Inserting Soft Lenses
Wash your hands with a mild soap, rinse completely and dry with a lint-free towel. A wet finger may cause a soft lens to flatten. Avoid using fingernails to handle your lenses. If you're working near a sink, close the drain. Get in the habit of always working with the right lens first to avoid mix-ups.
Pour the lens and storage fluid from the case into your palm. Inspect the lens for particles, deposits or tears.
Place the lens, cup side up, on your dry forefinger. Determine if the lens is right side out. If it is right side out, the lens' edge will appear almost straight up. If inside-out, the edges will flare out slightly. Another test is to place the lens on a crack in the palm of your hand and then cup the hand slightly. This will flex the lens. If the edge of the lens curls inwards, it is the correct way out; if the edge curls outwards and wraps onto the palm of the hand, it is inside out. If it is inside out, reverse it.
Hold the upper lashes (or lids) to prevent blinking. Pull the bottom eyelid down using your middle finger.
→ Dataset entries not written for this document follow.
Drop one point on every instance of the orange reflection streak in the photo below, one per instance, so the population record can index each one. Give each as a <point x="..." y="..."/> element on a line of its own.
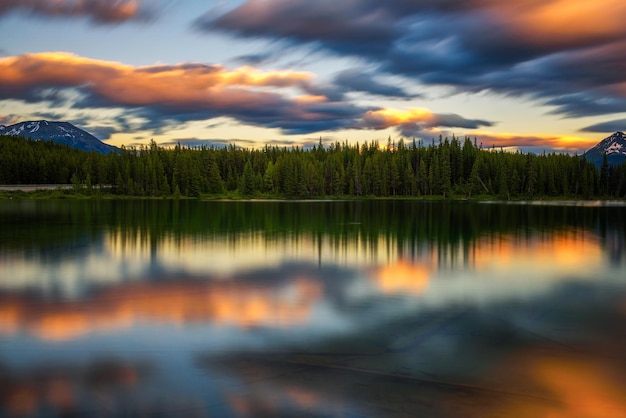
<point x="572" y="386"/>
<point x="567" y="249"/>
<point x="177" y="303"/>
<point x="403" y="277"/>
<point x="24" y="396"/>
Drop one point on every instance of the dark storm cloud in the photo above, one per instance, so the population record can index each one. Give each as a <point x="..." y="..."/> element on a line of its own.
<point x="545" y="50"/>
<point x="99" y="11"/>
<point x="610" y="126"/>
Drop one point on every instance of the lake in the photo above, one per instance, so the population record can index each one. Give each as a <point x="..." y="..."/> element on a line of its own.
<point x="350" y="309"/>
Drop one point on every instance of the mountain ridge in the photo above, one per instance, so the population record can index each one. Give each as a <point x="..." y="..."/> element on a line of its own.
<point x="614" y="146"/>
<point x="58" y="132"/>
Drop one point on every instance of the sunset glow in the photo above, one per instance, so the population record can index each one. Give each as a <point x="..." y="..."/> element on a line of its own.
<point x="549" y="77"/>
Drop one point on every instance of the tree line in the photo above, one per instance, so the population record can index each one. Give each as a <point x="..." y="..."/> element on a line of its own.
<point x="444" y="168"/>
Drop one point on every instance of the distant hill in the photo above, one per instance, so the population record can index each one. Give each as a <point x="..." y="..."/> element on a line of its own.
<point x="59" y="132"/>
<point x="615" y="148"/>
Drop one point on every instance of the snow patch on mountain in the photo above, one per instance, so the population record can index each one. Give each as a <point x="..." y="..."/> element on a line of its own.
<point x="60" y="132"/>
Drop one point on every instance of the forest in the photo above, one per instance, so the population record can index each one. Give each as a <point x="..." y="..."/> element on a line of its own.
<point x="446" y="168"/>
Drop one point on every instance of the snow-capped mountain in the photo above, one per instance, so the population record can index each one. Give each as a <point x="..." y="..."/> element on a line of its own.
<point x="615" y="148"/>
<point x="59" y="132"/>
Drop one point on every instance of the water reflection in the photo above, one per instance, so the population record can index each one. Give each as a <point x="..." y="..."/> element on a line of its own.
<point x="250" y="309"/>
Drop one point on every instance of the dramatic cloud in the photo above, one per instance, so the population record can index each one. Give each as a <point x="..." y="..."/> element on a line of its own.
<point x="611" y="126"/>
<point x="172" y="94"/>
<point x="413" y="122"/>
<point x="547" y="50"/>
<point x="99" y="11"/>
<point x="534" y="143"/>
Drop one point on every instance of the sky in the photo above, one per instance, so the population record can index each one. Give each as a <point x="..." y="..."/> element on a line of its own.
<point x="533" y="75"/>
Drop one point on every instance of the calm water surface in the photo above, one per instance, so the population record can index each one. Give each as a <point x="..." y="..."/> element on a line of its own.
<point x="352" y="309"/>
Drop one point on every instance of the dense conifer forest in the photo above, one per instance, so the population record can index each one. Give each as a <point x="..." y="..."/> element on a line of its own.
<point x="447" y="168"/>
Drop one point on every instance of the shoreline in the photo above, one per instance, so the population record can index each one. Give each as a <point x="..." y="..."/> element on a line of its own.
<point x="69" y="192"/>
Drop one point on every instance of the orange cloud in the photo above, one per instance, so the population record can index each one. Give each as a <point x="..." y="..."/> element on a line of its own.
<point x="102" y="11"/>
<point x="540" y="141"/>
<point x="127" y="85"/>
<point x="562" y="21"/>
<point x="387" y="117"/>
<point x="416" y="118"/>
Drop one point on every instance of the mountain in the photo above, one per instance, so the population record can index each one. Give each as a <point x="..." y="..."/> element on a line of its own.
<point x="59" y="132"/>
<point x="615" y="148"/>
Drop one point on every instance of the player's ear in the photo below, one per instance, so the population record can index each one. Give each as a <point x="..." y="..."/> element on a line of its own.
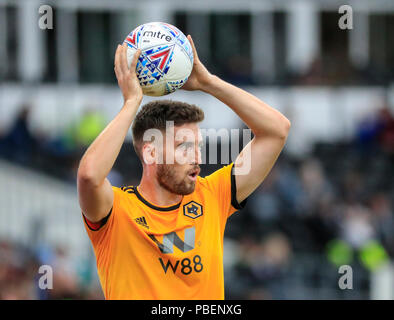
<point x="149" y="153"/>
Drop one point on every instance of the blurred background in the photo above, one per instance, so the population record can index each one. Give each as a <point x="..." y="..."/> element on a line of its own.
<point x="327" y="202"/>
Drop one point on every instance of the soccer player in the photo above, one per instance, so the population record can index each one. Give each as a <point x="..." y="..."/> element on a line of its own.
<point x="163" y="239"/>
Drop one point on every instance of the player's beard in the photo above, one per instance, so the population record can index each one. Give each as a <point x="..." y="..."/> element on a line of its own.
<point x="167" y="178"/>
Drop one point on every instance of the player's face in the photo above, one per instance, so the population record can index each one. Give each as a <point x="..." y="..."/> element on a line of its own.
<point x="182" y="157"/>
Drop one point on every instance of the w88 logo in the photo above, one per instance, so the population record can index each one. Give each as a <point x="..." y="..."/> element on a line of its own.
<point x="186" y="265"/>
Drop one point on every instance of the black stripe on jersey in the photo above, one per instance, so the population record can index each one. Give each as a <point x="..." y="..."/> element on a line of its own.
<point x="176" y="206"/>
<point x="234" y="201"/>
<point x="128" y="189"/>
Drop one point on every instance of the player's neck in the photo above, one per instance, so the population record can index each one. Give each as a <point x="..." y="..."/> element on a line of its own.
<point x="154" y="193"/>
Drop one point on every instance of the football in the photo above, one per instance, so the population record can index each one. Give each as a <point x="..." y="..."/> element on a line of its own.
<point x="166" y="59"/>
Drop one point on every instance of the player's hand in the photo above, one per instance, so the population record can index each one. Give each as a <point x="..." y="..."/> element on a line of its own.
<point x="127" y="78"/>
<point x="200" y="77"/>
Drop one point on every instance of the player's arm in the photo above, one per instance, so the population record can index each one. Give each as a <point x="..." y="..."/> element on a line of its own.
<point x="94" y="190"/>
<point x="269" y="126"/>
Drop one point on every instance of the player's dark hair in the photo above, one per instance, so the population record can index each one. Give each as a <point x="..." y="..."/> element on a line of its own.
<point x="154" y="115"/>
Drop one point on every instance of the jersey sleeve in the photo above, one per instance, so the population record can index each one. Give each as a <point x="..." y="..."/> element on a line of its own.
<point x="223" y="185"/>
<point x="100" y="232"/>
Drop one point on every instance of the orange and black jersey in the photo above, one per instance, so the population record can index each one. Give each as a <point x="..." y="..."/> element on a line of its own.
<point x="144" y="251"/>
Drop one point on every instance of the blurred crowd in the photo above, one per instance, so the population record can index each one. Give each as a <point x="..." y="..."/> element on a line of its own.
<point x="310" y="216"/>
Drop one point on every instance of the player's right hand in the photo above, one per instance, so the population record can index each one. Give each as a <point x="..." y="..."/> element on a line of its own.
<point x="127" y="78"/>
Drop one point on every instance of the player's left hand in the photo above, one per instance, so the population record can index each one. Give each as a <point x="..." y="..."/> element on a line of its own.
<point x="200" y="77"/>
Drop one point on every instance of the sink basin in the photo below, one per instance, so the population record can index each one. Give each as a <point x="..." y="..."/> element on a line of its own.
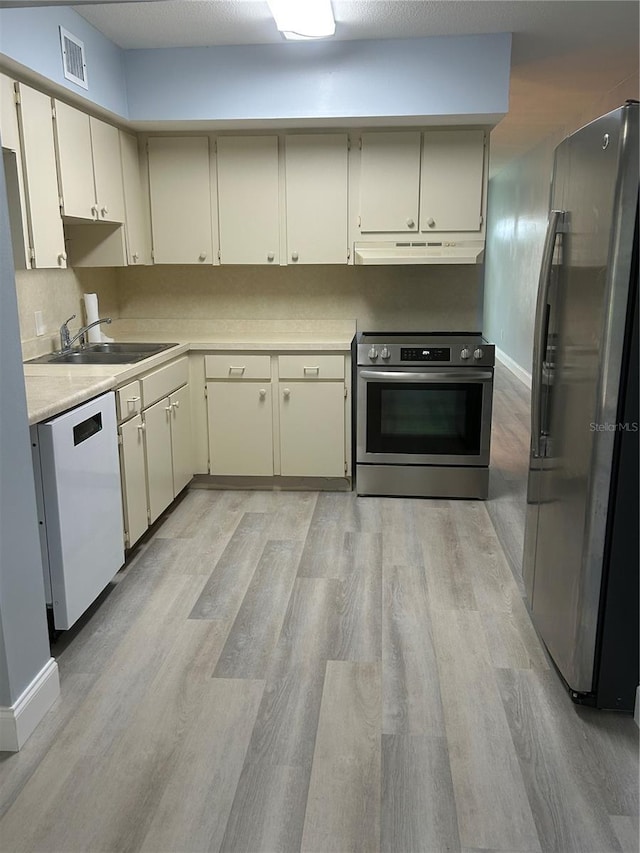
<point x="103" y="353"/>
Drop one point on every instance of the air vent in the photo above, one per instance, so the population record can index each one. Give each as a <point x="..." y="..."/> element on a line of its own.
<point x="75" y="68"/>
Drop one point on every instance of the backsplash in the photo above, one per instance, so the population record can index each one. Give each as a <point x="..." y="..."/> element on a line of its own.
<point x="58" y="294"/>
<point x="447" y="297"/>
<point x="428" y="297"/>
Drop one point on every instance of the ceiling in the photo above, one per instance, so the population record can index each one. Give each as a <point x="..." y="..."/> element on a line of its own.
<point x="565" y="54"/>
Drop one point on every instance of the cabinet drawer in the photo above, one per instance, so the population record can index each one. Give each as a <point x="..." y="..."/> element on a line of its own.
<point x="164" y="380"/>
<point x="311" y="366"/>
<point x="129" y="400"/>
<point x="240" y="366"/>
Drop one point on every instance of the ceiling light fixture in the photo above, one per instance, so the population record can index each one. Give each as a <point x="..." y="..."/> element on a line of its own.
<point x="303" y="19"/>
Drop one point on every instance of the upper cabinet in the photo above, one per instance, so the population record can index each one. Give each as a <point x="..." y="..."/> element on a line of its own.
<point x="180" y="194"/>
<point x="248" y="199"/>
<point x="316" y="198"/>
<point x="431" y="182"/>
<point x="137" y="226"/>
<point x="389" y="182"/>
<point x="46" y="236"/>
<point x="89" y="166"/>
<point x="452" y="181"/>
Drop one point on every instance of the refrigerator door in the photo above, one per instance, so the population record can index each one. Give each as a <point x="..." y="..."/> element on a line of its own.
<point x="567" y="518"/>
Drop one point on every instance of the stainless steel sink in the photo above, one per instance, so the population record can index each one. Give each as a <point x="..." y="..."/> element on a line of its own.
<point x="103" y="353"/>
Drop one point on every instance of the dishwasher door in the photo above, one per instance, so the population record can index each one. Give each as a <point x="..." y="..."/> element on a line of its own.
<point x="82" y="505"/>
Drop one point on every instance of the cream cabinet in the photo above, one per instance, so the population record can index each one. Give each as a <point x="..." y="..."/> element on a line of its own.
<point x="46" y="236"/>
<point x="389" y="195"/>
<point x="14" y="176"/>
<point x="316" y="198"/>
<point x="312" y="395"/>
<point x="248" y="199"/>
<point x="138" y="238"/>
<point x="451" y="193"/>
<point x="166" y="421"/>
<point x="181" y="201"/>
<point x="89" y="166"/>
<point x="282" y="415"/>
<point x="240" y="414"/>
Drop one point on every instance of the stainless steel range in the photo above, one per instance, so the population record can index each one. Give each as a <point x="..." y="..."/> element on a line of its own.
<point x="423" y="414"/>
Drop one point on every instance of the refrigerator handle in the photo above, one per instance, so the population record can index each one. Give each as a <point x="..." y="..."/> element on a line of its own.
<point x="542" y="327"/>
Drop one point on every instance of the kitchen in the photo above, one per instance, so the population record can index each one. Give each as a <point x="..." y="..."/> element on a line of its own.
<point x="386" y="289"/>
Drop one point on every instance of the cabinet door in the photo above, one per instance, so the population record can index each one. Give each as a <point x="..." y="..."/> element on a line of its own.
<point x="389" y="181"/>
<point x="75" y="162"/>
<point x="316" y="193"/>
<point x="107" y="171"/>
<point x="240" y="428"/>
<point x="134" y="487"/>
<point x="180" y="190"/>
<point x="452" y="180"/>
<point x="312" y="440"/>
<point x="180" y="403"/>
<point x="138" y="237"/>
<point x="248" y="199"/>
<point x="157" y="445"/>
<point x="41" y="181"/>
<point x="12" y="156"/>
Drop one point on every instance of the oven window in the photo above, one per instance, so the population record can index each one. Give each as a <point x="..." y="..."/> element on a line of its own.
<point x="418" y="418"/>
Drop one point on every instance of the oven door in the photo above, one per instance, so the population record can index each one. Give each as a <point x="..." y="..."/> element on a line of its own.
<point x="428" y="416"/>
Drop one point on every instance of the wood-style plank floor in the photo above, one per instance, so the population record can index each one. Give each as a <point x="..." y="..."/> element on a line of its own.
<point x="320" y="672"/>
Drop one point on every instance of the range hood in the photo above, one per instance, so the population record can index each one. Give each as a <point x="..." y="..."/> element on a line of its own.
<point x="419" y="252"/>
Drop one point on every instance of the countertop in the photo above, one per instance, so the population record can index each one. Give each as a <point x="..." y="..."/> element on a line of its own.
<point x="52" y="389"/>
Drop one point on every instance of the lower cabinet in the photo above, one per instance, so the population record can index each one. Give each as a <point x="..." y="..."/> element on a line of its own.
<point x="240" y="428"/>
<point x="167" y="440"/>
<point x="277" y="414"/>
<point x="312" y="429"/>
<point x="155" y="444"/>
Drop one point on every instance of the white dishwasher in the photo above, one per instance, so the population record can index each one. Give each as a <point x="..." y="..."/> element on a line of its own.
<point x="77" y="475"/>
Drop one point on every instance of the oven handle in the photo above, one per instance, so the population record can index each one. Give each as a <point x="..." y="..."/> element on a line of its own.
<point x="426" y="376"/>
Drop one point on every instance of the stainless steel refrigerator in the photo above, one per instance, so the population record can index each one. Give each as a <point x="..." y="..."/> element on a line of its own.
<point x="581" y="538"/>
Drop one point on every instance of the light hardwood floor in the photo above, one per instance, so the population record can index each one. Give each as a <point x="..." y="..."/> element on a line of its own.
<point x="320" y="672"/>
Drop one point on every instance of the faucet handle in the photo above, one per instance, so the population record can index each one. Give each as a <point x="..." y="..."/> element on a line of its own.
<point x="65" y="337"/>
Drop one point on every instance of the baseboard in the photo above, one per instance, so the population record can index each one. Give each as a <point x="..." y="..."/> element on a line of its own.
<point x="19" y="721"/>
<point x="514" y="367"/>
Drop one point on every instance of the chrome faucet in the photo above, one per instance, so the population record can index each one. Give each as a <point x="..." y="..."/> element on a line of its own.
<point x="65" y="337"/>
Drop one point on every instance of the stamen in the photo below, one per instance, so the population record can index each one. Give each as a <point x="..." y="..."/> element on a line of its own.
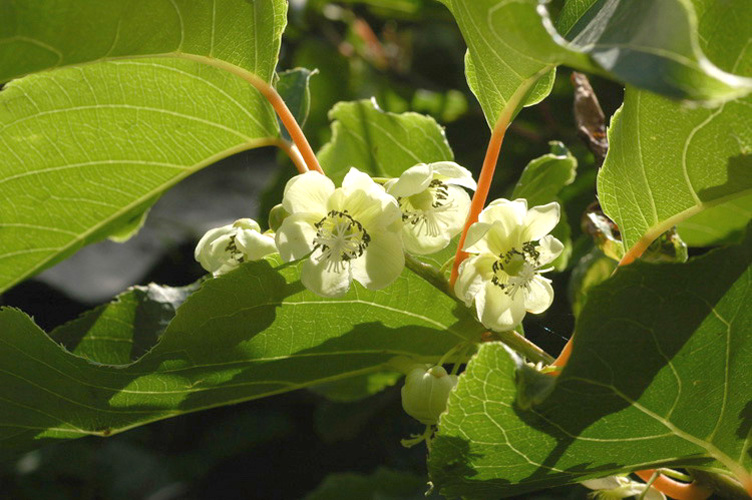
<point x="516" y="269"/>
<point x="340" y="239"/>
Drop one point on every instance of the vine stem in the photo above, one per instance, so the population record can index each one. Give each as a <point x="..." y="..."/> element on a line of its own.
<point x="489" y="165"/>
<point x="303" y="148"/>
<point x="675" y="489"/>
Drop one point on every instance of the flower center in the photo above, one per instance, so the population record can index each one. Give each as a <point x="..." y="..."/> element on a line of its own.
<point x="419" y="210"/>
<point x="516" y="268"/>
<point x="340" y="239"/>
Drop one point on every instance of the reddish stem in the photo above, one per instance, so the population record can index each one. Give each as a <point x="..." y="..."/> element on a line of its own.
<point x="481" y="194"/>
<point x="675" y="489"/>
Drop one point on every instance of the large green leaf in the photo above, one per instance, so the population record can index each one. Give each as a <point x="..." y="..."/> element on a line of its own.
<point x="35" y="36"/>
<point x="380" y="143"/>
<point x="667" y="161"/>
<point x="125" y="329"/>
<point x="659" y="375"/>
<point x="85" y="149"/>
<point x="653" y="45"/>
<point x="248" y="334"/>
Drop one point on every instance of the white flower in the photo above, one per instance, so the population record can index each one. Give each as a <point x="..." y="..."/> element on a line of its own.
<point x="613" y="487"/>
<point x="426" y="391"/>
<point x="223" y="248"/>
<point x="510" y="245"/>
<point x="434" y="205"/>
<point x="352" y="232"/>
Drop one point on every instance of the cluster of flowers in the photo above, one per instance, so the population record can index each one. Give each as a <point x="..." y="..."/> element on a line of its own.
<point x="361" y="230"/>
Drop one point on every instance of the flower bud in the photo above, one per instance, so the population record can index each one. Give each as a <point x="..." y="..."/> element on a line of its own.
<point x="224" y="248"/>
<point x="426" y="391"/>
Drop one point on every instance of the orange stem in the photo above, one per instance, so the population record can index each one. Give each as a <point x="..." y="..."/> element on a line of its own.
<point x="675" y="489"/>
<point x="288" y="120"/>
<point x="481" y="194"/>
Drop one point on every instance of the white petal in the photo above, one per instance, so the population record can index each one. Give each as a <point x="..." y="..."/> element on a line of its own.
<point x="474" y="239"/>
<point x="497" y="310"/>
<point x="452" y="173"/>
<point x="549" y="248"/>
<point x="472" y="275"/>
<point x="455" y="216"/>
<point x="324" y="281"/>
<point x="541" y="220"/>
<point x="381" y="263"/>
<point x="540" y="296"/>
<point x="512" y="213"/>
<point x="355" y="180"/>
<point x="497" y="240"/>
<point x="247" y="224"/>
<point x="255" y="245"/>
<point x="307" y="192"/>
<point x="602" y="483"/>
<point x="412" y="181"/>
<point x="294" y="239"/>
<point x="375" y="209"/>
<point x="509" y="216"/>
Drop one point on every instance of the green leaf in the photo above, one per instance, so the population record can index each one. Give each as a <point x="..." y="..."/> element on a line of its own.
<point x="122" y="331"/>
<point x="380" y="143"/>
<point x="541" y="182"/>
<point x="721" y="224"/>
<point x="667" y="162"/>
<point x="85" y="150"/>
<point x="545" y="176"/>
<point x="250" y="333"/>
<point x="292" y="86"/>
<point x="35" y="36"/>
<point x="658" y="376"/>
<point x="652" y="45"/>
<point x="381" y="484"/>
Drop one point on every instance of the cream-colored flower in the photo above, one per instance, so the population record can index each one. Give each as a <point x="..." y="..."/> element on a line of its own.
<point x="509" y="247"/>
<point x="224" y="248"/>
<point x="426" y="391"/>
<point x="433" y="202"/>
<point x="351" y="232"/>
<point x="613" y="487"/>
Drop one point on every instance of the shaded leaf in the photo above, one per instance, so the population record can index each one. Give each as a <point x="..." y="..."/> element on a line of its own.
<point x="380" y="143"/>
<point x="251" y="333"/>
<point x="657" y="376"/>
<point x="122" y="331"/>
<point x="667" y="161"/>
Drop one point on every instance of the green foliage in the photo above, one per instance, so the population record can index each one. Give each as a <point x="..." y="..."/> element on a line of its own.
<point x="668" y="161"/>
<point x="248" y="334"/>
<point x="512" y="44"/>
<point x="57" y="33"/>
<point x="657" y="376"/>
<point x="380" y="143"/>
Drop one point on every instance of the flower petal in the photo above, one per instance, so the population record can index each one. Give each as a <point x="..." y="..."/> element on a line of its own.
<point x="381" y="263"/>
<point x="255" y="245"/>
<point x="307" y="192"/>
<point x="355" y="180"/>
<point x="452" y="173"/>
<point x="294" y="239"/>
<point x="539" y="296"/>
<point x="324" y="280"/>
<point x="497" y="310"/>
<point x="473" y="272"/>
<point x="541" y="220"/>
<point x="423" y="244"/>
<point x="549" y="248"/>
<point x="412" y="181"/>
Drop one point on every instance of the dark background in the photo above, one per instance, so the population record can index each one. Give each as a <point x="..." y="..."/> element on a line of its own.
<point x="285" y="446"/>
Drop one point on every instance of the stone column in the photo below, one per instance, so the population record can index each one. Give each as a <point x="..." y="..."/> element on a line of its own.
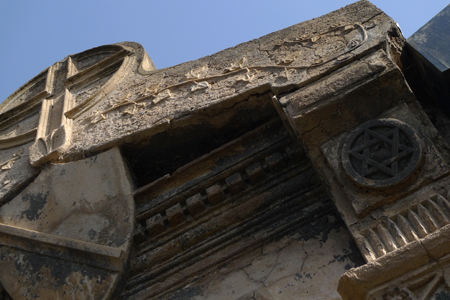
<point x="385" y="166"/>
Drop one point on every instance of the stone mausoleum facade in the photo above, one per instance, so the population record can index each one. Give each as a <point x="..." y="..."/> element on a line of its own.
<point x="311" y="163"/>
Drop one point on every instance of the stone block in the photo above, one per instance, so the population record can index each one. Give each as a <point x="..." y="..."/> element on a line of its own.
<point x="215" y="194"/>
<point x="195" y="204"/>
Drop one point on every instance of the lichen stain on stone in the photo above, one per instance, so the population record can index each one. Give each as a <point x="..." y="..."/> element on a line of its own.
<point x="187" y="293"/>
<point x="37" y="268"/>
<point x="37" y="203"/>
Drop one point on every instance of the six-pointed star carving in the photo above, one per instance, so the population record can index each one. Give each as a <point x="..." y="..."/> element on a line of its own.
<point x="373" y="140"/>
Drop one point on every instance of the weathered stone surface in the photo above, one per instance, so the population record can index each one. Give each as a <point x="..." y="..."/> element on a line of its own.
<point x="228" y="206"/>
<point x="68" y="233"/>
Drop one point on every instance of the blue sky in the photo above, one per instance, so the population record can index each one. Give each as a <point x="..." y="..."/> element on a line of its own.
<point x="35" y="34"/>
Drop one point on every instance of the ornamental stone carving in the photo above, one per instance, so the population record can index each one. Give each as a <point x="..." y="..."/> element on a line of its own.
<point x="219" y="178"/>
<point x="381" y="153"/>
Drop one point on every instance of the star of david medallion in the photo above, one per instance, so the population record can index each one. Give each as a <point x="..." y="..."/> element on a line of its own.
<point x="381" y="153"/>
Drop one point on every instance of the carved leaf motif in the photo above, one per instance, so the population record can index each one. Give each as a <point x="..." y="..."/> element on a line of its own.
<point x="200" y="86"/>
<point x="248" y="77"/>
<point x="237" y="65"/>
<point x="197" y="73"/>
<point x="162" y="96"/>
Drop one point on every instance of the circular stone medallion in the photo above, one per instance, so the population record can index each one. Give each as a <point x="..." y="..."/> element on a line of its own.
<point x="381" y="153"/>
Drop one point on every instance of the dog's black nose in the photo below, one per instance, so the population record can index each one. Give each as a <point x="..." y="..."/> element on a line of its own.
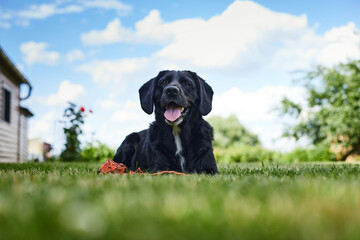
<point x="172" y="91"/>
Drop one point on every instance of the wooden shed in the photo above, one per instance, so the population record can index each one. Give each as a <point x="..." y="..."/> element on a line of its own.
<point x="14" y="118"/>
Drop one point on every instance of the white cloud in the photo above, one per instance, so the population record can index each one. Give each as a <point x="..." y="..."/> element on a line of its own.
<point x="116" y="73"/>
<point x="5" y="25"/>
<point x="67" y="92"/>
<point x="108" y="5"/>
<point x="46" y="10"/>
<point x="149" y="30"/>
<point x="114" y="32"/>
<point x="245" y="37"/>
<point x="42" y="11"/>
<point x="36" y="52"/>
<point x="74" y="55"/>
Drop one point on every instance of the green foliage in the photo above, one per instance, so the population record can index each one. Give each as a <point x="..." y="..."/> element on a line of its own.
<point x="244" y="153"/>
<point x="319" y="153"/>
<point x="75" y="118"/>
<point x="333" y="108"/>
<point x="245" y="201"/>
<point x="229" y="132"/>
<point x="96" y="152"/>
<point x="233" y="143"/>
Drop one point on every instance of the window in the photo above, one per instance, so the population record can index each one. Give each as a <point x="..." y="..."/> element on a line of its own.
<point x="6" y="105"/>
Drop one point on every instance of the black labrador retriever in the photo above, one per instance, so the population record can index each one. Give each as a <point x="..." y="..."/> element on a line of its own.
<point x="179" y="139"/>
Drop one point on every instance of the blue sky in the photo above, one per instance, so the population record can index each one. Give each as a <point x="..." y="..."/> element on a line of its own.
<point x="98" y="53"/>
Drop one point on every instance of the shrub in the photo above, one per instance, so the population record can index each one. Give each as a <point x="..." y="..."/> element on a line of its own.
<point x="243" y="153"/>
<point x="96" y="152"/>
<point x="317" y="153"/>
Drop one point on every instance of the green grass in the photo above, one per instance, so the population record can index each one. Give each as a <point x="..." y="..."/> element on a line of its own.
<point x="246" y="201"/>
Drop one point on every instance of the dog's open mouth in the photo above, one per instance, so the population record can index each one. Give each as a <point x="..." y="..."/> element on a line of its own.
<point x="173" y="112"/>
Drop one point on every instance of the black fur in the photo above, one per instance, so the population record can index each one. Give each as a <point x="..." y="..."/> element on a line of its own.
<point x="154" y="149"/>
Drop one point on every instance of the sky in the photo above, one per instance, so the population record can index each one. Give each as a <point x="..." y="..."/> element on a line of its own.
<point x="97" y="54"/>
Look up so the white part of your eye shows. Place the lens onto the exposed white part of your eye. Or, instead of looking up, look straight ahead at the lens and gently place it in the center of your eye. Remove your finger and let go of the lids, bottom lid first, and then top. Look downward to help position the lens, then close your eyes momentarily.
Apply one or two drops of lens lubricant (eye drops) if your lenses feel dry or if blurry vision occurs during wear. Follow the same steps to insert the other lens
Finally - keep at it, most people suceed eventually!